As discussed in previous lessons, there are many different kinds of elements. The atoms of these elements are composed of a nucleus surrounded by orbital electrons. The nucleus consists of protons and neutrons. Each element has a specific number of protons, while the number of neutrons may vary, resulting in various isotopes of the same element.
In addition, a slight difference in mass-energy exists between a composite nucleus and the sum of the free-standing nucleons; that difference being the energy that binds the nucleus together. This indicates that each nucleon, i.e., proton or neutron, give up a certain amount of its mass-energy in order for the nucleus to hold together. Because only isotopes exist in nature, this must mean that only specific combinations of neutrons and protons are possible for the existence of the unchanging stable nuclei. Variations from these specific combinations are possible, but the nuclei may not be completely stable. In other words, there may be more energy present in the nuclei of some isotopes than is required to hold them together. With that excess of energy nuclei will not be stable and will, most likely, dissipate it in some manner, in order to become stable.

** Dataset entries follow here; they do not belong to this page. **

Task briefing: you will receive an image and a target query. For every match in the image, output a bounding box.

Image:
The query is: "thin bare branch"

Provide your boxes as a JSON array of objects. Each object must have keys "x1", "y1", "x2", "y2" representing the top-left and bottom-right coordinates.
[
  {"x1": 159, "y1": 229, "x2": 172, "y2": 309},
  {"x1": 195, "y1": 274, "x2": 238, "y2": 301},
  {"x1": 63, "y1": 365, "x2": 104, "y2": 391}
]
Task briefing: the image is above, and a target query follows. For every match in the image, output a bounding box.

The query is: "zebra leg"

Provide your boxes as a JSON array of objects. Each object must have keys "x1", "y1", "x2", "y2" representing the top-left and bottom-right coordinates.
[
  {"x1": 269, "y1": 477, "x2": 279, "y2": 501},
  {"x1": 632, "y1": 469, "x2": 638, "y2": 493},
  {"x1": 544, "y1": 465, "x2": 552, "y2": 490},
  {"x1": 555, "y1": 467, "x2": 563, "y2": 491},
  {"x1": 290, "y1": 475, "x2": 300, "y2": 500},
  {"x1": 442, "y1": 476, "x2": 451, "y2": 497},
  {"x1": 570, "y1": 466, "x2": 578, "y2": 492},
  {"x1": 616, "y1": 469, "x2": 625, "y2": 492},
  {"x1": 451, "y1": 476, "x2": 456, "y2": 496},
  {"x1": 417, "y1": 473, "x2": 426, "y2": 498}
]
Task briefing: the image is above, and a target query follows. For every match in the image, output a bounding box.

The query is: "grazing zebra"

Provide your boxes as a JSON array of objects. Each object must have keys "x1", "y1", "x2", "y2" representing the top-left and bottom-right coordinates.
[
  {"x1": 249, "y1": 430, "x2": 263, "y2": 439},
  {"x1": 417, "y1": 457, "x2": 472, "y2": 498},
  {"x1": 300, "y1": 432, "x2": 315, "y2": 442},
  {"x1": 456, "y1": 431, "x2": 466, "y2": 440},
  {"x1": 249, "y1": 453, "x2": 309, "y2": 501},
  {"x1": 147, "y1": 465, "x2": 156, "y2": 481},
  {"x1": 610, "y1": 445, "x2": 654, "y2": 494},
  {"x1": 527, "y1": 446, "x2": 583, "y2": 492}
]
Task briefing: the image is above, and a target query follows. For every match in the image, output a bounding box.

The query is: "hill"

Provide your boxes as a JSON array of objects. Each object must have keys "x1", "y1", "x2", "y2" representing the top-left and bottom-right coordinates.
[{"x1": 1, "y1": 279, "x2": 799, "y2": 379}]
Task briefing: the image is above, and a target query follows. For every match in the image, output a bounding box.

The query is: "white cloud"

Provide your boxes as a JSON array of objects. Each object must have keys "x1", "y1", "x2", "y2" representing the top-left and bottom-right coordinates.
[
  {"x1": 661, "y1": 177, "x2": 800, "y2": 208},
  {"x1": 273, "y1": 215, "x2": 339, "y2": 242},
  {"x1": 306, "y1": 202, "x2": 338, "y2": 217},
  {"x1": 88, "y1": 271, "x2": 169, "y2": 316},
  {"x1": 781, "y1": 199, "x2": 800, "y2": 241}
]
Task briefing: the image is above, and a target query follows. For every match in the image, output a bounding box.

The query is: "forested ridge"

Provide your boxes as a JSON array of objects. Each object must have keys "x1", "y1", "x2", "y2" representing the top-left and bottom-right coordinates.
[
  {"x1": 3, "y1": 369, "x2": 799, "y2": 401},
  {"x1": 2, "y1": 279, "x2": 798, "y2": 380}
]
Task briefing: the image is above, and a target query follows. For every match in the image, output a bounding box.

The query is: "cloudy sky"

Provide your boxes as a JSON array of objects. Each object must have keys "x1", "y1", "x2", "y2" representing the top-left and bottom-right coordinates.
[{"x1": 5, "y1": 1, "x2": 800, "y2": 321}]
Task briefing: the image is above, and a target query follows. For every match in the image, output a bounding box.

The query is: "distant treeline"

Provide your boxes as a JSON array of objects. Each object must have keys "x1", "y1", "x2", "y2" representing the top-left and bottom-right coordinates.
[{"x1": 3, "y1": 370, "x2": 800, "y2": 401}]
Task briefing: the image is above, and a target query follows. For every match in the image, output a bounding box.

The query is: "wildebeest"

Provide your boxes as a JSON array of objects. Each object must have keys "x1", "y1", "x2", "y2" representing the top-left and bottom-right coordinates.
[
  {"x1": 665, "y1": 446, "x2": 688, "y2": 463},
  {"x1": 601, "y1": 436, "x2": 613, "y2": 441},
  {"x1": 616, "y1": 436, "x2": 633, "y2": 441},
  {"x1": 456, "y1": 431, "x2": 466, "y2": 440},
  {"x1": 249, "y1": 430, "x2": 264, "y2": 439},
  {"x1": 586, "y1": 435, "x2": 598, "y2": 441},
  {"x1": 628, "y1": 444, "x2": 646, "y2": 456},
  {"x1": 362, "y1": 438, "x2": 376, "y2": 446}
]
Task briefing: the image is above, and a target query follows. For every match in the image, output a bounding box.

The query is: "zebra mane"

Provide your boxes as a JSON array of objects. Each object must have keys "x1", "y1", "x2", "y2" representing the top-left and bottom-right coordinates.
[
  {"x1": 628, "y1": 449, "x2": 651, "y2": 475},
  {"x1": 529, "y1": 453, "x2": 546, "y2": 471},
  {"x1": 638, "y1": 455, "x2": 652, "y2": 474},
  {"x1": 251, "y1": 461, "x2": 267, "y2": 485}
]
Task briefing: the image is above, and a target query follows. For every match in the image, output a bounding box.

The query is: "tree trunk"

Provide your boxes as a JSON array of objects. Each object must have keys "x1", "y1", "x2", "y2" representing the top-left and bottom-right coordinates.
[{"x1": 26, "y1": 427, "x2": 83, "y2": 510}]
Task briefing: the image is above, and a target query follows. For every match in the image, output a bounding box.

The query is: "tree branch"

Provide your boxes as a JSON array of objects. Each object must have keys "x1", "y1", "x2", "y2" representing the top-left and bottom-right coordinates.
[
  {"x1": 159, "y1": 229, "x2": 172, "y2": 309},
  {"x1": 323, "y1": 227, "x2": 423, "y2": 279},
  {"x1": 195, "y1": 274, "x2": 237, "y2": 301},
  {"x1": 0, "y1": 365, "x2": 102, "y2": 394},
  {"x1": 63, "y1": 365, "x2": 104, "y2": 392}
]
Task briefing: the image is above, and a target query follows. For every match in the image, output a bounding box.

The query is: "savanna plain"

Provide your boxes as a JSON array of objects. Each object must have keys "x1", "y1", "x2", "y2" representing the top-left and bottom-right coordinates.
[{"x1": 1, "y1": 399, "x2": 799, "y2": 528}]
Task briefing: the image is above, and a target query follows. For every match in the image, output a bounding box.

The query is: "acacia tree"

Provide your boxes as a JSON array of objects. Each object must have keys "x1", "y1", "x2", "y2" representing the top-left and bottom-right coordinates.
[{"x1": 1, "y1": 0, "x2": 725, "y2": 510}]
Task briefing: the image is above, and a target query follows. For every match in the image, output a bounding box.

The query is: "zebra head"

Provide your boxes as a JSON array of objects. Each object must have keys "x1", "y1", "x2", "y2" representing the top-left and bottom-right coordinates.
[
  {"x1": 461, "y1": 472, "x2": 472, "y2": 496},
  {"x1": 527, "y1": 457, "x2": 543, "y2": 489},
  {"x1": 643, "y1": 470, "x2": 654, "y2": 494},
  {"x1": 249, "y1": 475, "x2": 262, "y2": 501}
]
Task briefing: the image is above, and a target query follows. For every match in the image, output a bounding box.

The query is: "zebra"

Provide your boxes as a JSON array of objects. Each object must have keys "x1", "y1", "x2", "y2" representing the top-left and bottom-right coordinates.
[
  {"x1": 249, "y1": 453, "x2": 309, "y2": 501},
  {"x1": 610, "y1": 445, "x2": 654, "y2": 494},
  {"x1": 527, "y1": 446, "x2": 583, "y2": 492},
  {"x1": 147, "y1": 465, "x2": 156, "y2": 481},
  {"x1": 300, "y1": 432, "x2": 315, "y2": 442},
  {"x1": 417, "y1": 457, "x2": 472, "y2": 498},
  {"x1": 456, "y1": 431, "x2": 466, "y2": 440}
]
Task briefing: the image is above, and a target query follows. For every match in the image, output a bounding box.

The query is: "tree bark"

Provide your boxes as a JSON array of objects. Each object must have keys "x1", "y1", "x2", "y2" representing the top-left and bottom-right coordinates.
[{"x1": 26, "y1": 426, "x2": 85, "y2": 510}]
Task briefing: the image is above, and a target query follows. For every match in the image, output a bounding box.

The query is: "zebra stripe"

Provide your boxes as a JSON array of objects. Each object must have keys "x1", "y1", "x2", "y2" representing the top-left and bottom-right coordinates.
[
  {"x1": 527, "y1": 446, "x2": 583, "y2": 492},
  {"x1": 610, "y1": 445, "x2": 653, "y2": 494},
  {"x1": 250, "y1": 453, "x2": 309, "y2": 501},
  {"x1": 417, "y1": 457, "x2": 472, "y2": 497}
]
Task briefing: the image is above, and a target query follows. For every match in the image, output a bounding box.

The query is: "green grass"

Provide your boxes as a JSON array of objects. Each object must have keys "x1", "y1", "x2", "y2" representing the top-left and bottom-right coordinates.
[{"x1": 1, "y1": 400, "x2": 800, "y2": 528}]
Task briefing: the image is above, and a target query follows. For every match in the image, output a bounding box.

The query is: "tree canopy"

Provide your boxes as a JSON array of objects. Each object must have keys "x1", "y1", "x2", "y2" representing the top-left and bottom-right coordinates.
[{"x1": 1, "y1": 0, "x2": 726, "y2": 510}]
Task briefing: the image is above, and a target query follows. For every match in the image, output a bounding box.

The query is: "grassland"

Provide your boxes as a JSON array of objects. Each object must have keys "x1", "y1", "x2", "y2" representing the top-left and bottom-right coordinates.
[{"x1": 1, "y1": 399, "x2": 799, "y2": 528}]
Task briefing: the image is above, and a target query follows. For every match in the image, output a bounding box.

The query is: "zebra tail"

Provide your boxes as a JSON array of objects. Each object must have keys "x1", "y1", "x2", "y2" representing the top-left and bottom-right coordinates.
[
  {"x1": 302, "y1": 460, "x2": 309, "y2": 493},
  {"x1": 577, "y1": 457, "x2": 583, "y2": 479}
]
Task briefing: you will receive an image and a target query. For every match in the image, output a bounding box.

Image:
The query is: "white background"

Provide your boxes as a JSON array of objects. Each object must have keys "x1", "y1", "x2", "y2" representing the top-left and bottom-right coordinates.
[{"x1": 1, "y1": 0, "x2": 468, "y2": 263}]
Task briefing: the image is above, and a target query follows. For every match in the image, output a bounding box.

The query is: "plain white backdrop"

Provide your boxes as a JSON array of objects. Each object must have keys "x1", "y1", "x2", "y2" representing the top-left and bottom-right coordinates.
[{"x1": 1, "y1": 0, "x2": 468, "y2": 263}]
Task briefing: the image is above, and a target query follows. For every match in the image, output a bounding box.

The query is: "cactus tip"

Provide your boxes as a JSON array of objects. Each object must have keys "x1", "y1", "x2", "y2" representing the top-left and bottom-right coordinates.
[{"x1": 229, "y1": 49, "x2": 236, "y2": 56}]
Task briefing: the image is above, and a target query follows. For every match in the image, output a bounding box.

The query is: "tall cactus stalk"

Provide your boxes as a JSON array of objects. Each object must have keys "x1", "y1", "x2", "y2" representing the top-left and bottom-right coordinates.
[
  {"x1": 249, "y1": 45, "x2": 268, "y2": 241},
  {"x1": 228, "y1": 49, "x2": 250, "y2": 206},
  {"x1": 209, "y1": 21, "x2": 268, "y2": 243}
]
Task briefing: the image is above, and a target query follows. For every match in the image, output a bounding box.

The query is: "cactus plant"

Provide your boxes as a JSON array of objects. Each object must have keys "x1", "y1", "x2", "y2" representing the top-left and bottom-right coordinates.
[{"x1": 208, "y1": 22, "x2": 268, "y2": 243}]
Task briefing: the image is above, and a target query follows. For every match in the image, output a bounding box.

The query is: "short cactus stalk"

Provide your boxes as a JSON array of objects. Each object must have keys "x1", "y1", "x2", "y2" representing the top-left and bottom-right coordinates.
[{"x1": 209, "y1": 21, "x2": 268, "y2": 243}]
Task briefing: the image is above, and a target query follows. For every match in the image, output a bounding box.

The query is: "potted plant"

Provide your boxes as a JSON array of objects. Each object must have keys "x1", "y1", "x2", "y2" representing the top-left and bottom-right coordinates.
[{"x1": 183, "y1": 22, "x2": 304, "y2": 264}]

Stable nuclei will remain unchanged as long as there is no external influence causing them to become unstable. Unstable nuclei, however, will spontaneously emit excess energy and transform into more stable nuclei. Such transformations are independent of external influences such as temperature or chemical reactions of the atom. The emission of excess energy by unstable nuclei in order to achieve stability is the phenomenon of radioactivity.